As stated above, one way to reduce lag is to take out some timing in order to get higher EGTs which spool a turbo faster, then the air fuel mixture is enriched and timing is advanced to ignite the unburned fuel that is in the exhaust mixture therefore again increasing turbine speed rapidly. This was only really used in rally cars, since teams like that can afford to destroy turbos after a few races.


----------



## vdubbugman53 (Nov 7, 2006)

*FV-QR*


_Quote, originally posted by *iluvfastcarz* »_
What would this have to do with antilag other then just launching? 
As stated above, one way to reduce lag is to take out some timing in order to get higher EGTs which spool a turbo faster, then the air fuel mixture is enriched and timing is advanced to ignite the unburned fuel that is in the exhaust mixture therefore again increasing turbine speed rapidly. This was only really used in rally cars, since teams like that can afford to destroy turbos after a few races. 

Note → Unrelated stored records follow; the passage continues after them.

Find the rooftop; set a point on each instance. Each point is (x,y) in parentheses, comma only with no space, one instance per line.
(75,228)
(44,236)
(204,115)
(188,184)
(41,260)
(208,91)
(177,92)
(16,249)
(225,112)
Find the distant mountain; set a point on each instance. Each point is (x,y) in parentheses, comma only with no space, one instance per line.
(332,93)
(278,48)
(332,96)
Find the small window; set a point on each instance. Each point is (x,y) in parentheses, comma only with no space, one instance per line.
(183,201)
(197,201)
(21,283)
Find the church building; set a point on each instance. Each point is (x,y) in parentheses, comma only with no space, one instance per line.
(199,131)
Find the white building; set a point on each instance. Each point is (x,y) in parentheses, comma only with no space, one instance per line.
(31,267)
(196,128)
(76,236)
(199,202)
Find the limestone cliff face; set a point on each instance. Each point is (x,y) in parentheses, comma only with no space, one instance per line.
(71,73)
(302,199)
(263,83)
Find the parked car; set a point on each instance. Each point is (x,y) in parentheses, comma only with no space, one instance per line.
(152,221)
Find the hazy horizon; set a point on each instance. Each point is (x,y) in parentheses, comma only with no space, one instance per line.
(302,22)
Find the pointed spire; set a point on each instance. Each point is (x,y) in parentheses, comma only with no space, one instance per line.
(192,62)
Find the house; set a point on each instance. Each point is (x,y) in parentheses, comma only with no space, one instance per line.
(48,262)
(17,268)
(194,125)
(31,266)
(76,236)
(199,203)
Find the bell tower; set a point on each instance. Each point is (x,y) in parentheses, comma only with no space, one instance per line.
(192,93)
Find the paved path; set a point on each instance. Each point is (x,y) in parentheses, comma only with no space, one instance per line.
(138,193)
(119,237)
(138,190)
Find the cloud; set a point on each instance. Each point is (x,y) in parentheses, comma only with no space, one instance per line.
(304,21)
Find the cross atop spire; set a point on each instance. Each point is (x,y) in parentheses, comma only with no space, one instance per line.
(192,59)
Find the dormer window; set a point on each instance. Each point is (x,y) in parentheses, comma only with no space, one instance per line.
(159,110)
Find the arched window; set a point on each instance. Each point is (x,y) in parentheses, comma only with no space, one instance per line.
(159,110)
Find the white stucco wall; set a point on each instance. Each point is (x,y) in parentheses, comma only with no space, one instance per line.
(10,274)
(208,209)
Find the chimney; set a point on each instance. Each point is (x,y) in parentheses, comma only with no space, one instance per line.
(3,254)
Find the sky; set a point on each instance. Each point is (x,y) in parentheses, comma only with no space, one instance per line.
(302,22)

that looks like all the OP was looking at anti lag for was launching


----------



## iluvfastcarz (Mar 15, 2004)

*Re: FV-QR (vdubbugman53)*


_Quote, originally posted by *vdubbugman53* »_
that looks like all the OP was looking at anti lag for was launching

Go read the first post, it doesn't say anything about launching.


----------



## vdubbugman53 (Nov 7, 2006)

*FV-QR*

i was judging by all the videos he posted....they were all from a dig


----------



## GoingUp (Oct 14, 2006)

*Re: FV-QR (MarcoVR6SC)*


_Quote, originally posted by *MarcoVR6SC* »_Anti-lag is used to keep the turbo spooling when entering/exiting a slow corner in rally’s, and has nothing to do with launch control or flat shift. 

You have the part about how the anti-lag works, but the WOT box that some company around sells works in a similar way. It retards ignition timing based on the position of the clutch and is basically anti-lag with an independent rev limiter. The flat shift feature is the same, it cuts ignition timing when you hammer the clutch so that the engine temporarily just doesn't get any spark creating what is effectively a soft rev limiter.
Also, anti-lag was developed on F1 cars and applied to rally cars later, although it's better known in rally http://****************.com/smile/emthup.gif


----------



## EL DRIFTO (Jul 11, 2004)

*Re: FV-QR (vdubbugman53)*

what else do they post 
reaction times


----------



## boosted b5 (Nov 1, 2004)

*Re: FV-QR (EL DRIFTO)*

Anti-lag...great for turbo life








this isnt new by any means, audi used Anti lag in the 80s on the Group B cars.


----------



## MarcoVR6SC (May 3, 2003)

*Re: FV-QR (GoingUp)*


_Quote, originally posted by *GoingUp* »_
You have the part about how the anti-lag works, but the WOT box that some company around sells works in a similar way. It retards ignition timing based on the position of the clutch and is basically anti-lag with an independent rev limiter. The flat shift feature is the same, it cuts ignition timing when you hammer the clutch so that the engine temporarily just doesn't get any spark creating what is effectively a soft rev limiter.
Also, anti-lag was developed on F1 cars and applied to rally cars later, although it's better known in rally http://****************.com/smile/emthup.gif 

What that WOT box is giving you is launch control and flat shift, this is not the same as anti-lag, although launch control uses the same technique, anti-lag usually uses a separate by-pass valve and has a second rpm/load map for anti-lag only. Also with launch control you will not be able to build-up a lot of boost, because the engine is not loaded, but it should keep the engine in the power band the moment you release the clutch pedal(but then you need traction control…).


----------



## stofficer2 (Mar 22, 2007)

*Re: FV-QR (MarcoVR6SC)*

does anti lag have anything to do with 2 step?


----------



## GTijoejoe (Oct 6, 2001)

*Re: FV-QR (stofficer2)*


_Quote, originally posted by *stofficer2* »_does anti lag have anything to do with 2 step? 









Basically what I think the OP is actually referring to judging by those vids...
In my opinion a launch control can do many different things, its really only a term, the ability to "control" a launch, which can be done a variety of ways. I think most well known is the ability to hold a rev level by spark retard. But the 2step is going to do more than that, it gives you the ability to build boost in neutral, giving it an anti-lag characteristic. 
So call it both if you will, no matter which method, it certainly does achieve lauch control and anti-lag attributes.
All USDM evo's have a 2step from factory, no USDM STi to my knowledge does, although can be had with a reflash (atleast on my buddies '04).


----------



## l88m22vette (Mar 2, 2006)

*Re: FV-QR (GTijoejoe)*

I'd like to see a setup that uses an SAI pump to keep the turbo spooled


----------



## vdubbugman53 (Nov 7, 2006)

*FV-QR*


_Quote, originally posted by *l88m22vette* »_I'd like to see a setup that uses an SAI pump to keep the turbo spooled











lol doubt that moves enough air


----------